Chapter 4. Using Agent Integrator for Polling

To track faults in critical system components or applications, management systems use polling to determine whether attributes of the managed resource have crossed some significant threshold. Polling consists in checking the value of an attribute of the managed resource at some interval. The BEA Agent Integrator can be configured to act as a proxy for the manager, doing the polling locally on the managed node. By off-loading polling to distributed Integrator agents, the load on the management station is reduced and less network bandwidth is consumed. Communication between the manager and Agent Integrator occurs only when the manager sends a SET request to activate or de-activate the polling, or when the Agent Integrator sends an SNMP trap if it detects the specified event in the managed resource.

Procedure for Setting Up Local Polling

The steps in using Agent Integrator for local polling can be summarized as follows:

Decide which resources you want to monitor.

The attributes of the resource that you want to monitor must be defined as MIB objects. These MIB objects must be supported by an agent or subagent that has been installed on the managed node.
Make the managed resource accessible to the Agent Integrator.

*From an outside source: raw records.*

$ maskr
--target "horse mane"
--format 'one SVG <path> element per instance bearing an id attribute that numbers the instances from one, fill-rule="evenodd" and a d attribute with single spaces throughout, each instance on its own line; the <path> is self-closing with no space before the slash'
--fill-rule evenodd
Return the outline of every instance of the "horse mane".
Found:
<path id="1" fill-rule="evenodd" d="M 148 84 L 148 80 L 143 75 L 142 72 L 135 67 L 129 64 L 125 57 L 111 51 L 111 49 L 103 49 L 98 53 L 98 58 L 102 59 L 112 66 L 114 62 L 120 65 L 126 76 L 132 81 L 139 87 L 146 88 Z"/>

The Agent Integrator must know how to access the managed object. This means the object identifier for that object must lie within branches of the OID tree that are known to the Agent Integrator. If the managed object you want to monitor is supported by a SMUX subagent that has been installed on the managed node, the subagent automatically registers its section of the OID tree with the Agent Integrator when the subagent is started. This can be modified using OID_CLASS entries in the BEA Manager configuration file, as described in Chapter 7, "Configuration Files." For peer SNMP agents (or DPI or SMUX master agents), you must define the segments of the OID tree supported by those agents in NON_SMUX_PEER entries in the BEA Manager configuration file. This is described in the section "Integrator Access to Managed Objects" in Chapter 3, "Using Multiple SNMP Agents." The Agent Integrator directly supports the following MIB groups: MIB II system and snmp groups, the SMUX MIB, and the BEA Manager beaintAgtTable in the BEA Manager agent MIB. Additional MIB groups are supported by the unix_snmpd and nt_snmpd SMUX subagents, shipped with Agent Integrator. These are listed in Chapter 6, "Starting the Subagents."
Define polling instructions for the Agent Integrator

We can divide this task into two main subtasks:
- Define the desired threshold.
- Specify the action to take if the threshold is crossed.
Each polling instruction for the SNMP Integrator is called a rule. Rules are defined under the RULE_ACTION entry in the BEA Manager configuration file, beamgr.conf. You can use your favorite text editor to modify this file. (For information on how to create rules, see the section "Creating New Polling Rules.") Rules are explained below under "Introduction to Agent Integrator Rules." Chapter 7, "Configuration Files," provides the complete syntax for the RULE_ACTION entries.
Configure your SNMP management system for Agent Integrator traps

When a polling threshold is crossed, Agent Integrator sends an enterprise-specific SNMP trap notification to the destinations specified by the TRAP_HOST entries in the BEA Manager configuration file. Some configuration will be required on your SNMP-compliant management system to make use of the traps that are thus generated. The exact set of steps you need to perform vary depending upon which management system you are using. Typically some configuration or mapping is required to get the management system to perform a desired action (such as turning an icon red) when a trap is received. Consult your management system documentation for specific instructions.
Start Agent Integrator polling.

The Agent Integrator begins executing all valid polling rules when it is started. Refer to the section "Starting and Stopping Polling" for more details.
De-activate or re-activate Agent Integrator polling, when desired.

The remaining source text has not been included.